ILLINOIS APPELLATE COURT FIRST DISTRICT (4TH DIVISION)
NOVEMBER 14, 1973.
THE PEOPLE OF THE STATE OF ILLINOIS, PLAINTIFF-APPELLEE,
RUBEN ORTIZ, DEFENDANT-APPELLANT.
APPEAL from the Circuit Court of Cook County; the Hon. THOMAS
P. CAWLEY, Judge, presiding.
MR. JUSTICE JOHNSON DELIVERED THE OPINION OF THE COURT:
The defendant, Ruben Ortiz, was charged by complaint with disorderly conduct, resisting arrest and battery in the municipal division of the circuit court of Cook County. After a bench trial, the defendant was found not guilty of disorderly conduct, and guilty of resisting arrest and battery. He was fined $100 for resisting arrest and was sentenced to thirty (30) days in the House of Correction for the battery conviction. He appealed from the judgment of conviction and sentence.
The issues presented for review are:
1. Whether the defendant was proven guilty of resisting arrest and battery beyond a reasonable doubt.
2. Whether the defendant understandingly, knowingly and voluntarily waived his right to trial by jury.
3. Whether the defendant was justified in resisting arrest.
4. Whether it was error to convict the defendant of both resisting arrest and battery arising from the same conduct.
On June 25, 1972 about 3:45 P.M. Chicago Police Officer Michael Chasen was working in plain clothes in an unmarked police vehicle driven by his partner, Ralph Zons, in the vicinity of 5150 North Avenue, Chicago. Officer Chasen observed defendant, Ruben Ortiz, whom he knew and had met on other occasions, and a few other males in a parked vehicle at that address. As the officers drove by they noticed a "flurry of activity" in the car. The officers proceeded around the block because of the traffic behind them. As they reached the intersection of Winthrop and Foster, Chasen noticed the occupants of the car get out and enter the schoolyard of Gowdy Elementary School, where there were numerous elementary-age school children. Chasen entered the schoolyard and observed the males he had seen in the car.
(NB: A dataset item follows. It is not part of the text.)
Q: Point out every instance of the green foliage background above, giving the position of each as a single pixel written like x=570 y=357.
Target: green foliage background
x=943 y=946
Although Officer Chasen admitted on cross-examination that Ortiz was doing nothing illegal, the officer announced his office, displayed his badge and prepared to conduct a search. When he asked the boys to line up against the wall, Officer Chasen testified that Ortiz "pushed himself into a corner so that search would be impossible." Chasen attempted to place Ortiz in a position where he could make a search. While Ortiz was turned away from him, Officer Chasen testified that he placed his right hand in Ortiz' crotch and his left hand in the middle of Ortiz' back so as to pull him out of the corner. Chasen said Ortiz struck him in the shoulder and jumped on him. They fell to the ground and Chasen got on top of Ortiz and handcuffed him. After Ortiz was handcuffed, Chasen's partner called for assistance. Ortiz was placed in a squad car, advised of his rights and transported to the 20th District Station. The record does not show if the search was completed or what, if anything, was found.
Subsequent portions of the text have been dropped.